Thanks for the detailed response Sam!
This roughly corresponds to OutputBackend + OutputDestination in the patch, except:
- the OutputConfig seems like it belongs to particular backends, not the overall backend abstraction
Ideally the OnDiskOutputConfig would almost entirely be settings on OnDiskOutputBackend since no one else will care. It isn’t that way in the initial patch because Clang decides most of this stuff on a per-output basis. Maybe there’s a refactoring that could fix it.

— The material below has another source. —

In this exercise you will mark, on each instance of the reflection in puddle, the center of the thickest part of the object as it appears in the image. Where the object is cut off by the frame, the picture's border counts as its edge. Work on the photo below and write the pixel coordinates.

Here are the problems I hit that led to this design:
- Some properties need to be associated with specific outputs, not backends, because they relate to properties of the outputs themselves. Here are two:
- ClientIntentOutputConfig::NeedsSeeking
- OnDiskOutputConfig::OpenFlagText
Maybe also something like:
- OnDiskOutputConfig::CreateDirectories
(and maybe others)
I couldn’t think of a good way to solve this besides passing in configuration at output creation time.
- Some “configurers” may be handed a pre-constructed opaque OutputManager / OutputBackend and need to configure internal OnDiskOutputBackend. In particular, I found that some tooling wants to turn off:
- OnDiskOutputConfig::RemoveFileOnSignal
(others flags might benefit)
This is “documented” by the call chains of clang::CompilerInstance::createOutputFile.
I reused the solution from #1 since it needed (?) to exist anyway. Another option would be to add an OutputBackend visitor, to find and reconfigure any “contained” OnDiskOutputBackend. This seems pretty heavyweight though.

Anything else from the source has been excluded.